Substantive definitions of religion entail beliefs in a distinctive kind of reality, and are usually restricted to those beliefs that involve an appeal to supernatural powers or beings. These are the types of definitions that anthropologists and sociologists used in the nineteenth century—Marcuse Weber’s “religion as a set of practices” and Emile Durkheim’s “religion as any system of beliefs and practices that unites people into a moral community.” The problem with these stipulative definitions is that they exclude most non-Western ideas of deities and spirits, and can lead to ethnocentricity when applied to a single culture.
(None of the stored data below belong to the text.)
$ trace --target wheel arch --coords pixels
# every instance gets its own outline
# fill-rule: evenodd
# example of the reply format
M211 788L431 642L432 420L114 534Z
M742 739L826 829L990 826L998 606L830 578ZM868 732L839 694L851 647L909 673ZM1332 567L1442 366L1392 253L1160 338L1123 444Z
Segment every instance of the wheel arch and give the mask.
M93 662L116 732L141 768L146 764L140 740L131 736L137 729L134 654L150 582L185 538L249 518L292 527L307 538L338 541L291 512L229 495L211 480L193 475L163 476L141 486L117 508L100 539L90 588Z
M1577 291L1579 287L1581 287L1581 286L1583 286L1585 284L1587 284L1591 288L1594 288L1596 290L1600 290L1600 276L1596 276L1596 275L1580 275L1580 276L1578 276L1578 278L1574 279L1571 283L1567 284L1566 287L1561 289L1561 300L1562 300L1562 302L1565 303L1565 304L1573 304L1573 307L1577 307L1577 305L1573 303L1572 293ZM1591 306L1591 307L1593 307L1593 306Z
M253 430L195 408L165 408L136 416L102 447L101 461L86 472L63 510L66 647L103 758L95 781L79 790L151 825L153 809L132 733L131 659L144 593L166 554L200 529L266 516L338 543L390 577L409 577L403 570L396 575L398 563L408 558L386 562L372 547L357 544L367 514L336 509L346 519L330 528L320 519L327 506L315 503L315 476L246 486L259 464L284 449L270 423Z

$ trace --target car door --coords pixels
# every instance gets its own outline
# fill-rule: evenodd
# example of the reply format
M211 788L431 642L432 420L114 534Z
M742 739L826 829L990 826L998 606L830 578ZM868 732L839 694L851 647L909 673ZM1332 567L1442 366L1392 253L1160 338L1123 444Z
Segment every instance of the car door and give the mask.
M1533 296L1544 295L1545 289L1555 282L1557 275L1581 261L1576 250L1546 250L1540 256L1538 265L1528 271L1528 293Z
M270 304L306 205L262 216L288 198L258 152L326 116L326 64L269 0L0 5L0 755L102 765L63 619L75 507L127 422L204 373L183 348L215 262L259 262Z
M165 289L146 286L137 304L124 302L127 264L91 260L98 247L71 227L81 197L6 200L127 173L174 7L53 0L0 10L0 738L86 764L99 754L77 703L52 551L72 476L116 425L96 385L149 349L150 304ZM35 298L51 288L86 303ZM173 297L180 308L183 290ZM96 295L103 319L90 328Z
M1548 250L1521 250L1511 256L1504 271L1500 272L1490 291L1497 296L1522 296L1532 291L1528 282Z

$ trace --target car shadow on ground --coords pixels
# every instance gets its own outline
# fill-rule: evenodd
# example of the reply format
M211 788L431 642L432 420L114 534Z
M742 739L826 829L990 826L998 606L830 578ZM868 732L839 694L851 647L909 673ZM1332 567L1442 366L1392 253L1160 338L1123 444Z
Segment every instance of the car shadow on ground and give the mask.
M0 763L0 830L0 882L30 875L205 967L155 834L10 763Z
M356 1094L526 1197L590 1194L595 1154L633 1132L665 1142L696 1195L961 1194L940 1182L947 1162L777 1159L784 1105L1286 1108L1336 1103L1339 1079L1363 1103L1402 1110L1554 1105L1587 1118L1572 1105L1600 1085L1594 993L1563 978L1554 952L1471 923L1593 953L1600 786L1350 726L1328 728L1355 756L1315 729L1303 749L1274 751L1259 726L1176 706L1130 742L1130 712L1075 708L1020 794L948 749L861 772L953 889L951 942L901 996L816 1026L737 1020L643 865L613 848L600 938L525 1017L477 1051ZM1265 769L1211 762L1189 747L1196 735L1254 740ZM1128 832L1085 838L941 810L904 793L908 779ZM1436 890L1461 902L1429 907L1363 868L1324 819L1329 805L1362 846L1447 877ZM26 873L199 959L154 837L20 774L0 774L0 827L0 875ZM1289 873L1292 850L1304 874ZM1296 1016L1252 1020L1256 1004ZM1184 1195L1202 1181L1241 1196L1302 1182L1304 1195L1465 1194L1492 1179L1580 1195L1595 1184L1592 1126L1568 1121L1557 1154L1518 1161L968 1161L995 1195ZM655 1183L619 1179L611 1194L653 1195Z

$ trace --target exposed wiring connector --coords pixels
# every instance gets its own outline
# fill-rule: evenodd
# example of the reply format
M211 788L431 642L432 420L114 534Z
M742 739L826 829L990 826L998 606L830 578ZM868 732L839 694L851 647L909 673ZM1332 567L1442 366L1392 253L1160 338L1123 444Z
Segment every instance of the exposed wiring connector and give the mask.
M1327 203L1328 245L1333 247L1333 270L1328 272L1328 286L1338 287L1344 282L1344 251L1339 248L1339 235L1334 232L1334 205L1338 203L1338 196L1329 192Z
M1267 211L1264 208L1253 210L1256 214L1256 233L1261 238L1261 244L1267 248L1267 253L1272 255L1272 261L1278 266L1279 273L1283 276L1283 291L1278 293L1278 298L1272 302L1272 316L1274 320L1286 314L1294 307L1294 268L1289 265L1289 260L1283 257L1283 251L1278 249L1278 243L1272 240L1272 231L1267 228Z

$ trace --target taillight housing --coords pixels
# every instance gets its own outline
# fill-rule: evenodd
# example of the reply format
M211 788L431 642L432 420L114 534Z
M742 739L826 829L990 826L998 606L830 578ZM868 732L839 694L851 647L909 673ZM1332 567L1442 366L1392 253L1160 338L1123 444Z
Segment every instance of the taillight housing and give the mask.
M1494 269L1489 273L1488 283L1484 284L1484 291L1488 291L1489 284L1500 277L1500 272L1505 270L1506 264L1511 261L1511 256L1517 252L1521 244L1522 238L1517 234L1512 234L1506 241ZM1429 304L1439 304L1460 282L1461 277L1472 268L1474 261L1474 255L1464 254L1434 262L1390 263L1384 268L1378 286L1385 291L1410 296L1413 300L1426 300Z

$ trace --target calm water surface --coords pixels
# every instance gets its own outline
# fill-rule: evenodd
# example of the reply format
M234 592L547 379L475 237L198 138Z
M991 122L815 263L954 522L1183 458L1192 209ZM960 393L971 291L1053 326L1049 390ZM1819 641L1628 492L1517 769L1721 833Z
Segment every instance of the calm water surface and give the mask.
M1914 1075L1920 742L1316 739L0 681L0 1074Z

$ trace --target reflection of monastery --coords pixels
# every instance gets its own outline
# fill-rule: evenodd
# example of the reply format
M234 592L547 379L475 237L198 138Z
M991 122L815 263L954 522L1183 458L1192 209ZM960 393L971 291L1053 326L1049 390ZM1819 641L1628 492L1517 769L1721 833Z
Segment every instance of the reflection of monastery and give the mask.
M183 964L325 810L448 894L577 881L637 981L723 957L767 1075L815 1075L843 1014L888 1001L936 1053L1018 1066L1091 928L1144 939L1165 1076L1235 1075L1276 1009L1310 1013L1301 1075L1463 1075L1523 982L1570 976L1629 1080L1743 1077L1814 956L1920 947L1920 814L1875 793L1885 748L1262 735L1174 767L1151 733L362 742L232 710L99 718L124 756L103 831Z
A more useful approach is the functional definition of religion. This is a multifactorial approach that recognizes that there are some properties that are common to all forms of life, regardless of whether they believe in unusual realities. It also acknowledges that some forms of life are more prototypically religious than others, and seeks to articulate gradations between these. Such an anchored definition, like the ones endorsed by Hans Jonas’ intelligent application of modern existentialist categories to Gnosticism and Rudolf Otto’s category of the holy, avoids the problem of monothetic stipulative definitions, but does not produce a sharp line between religion and nonreligion.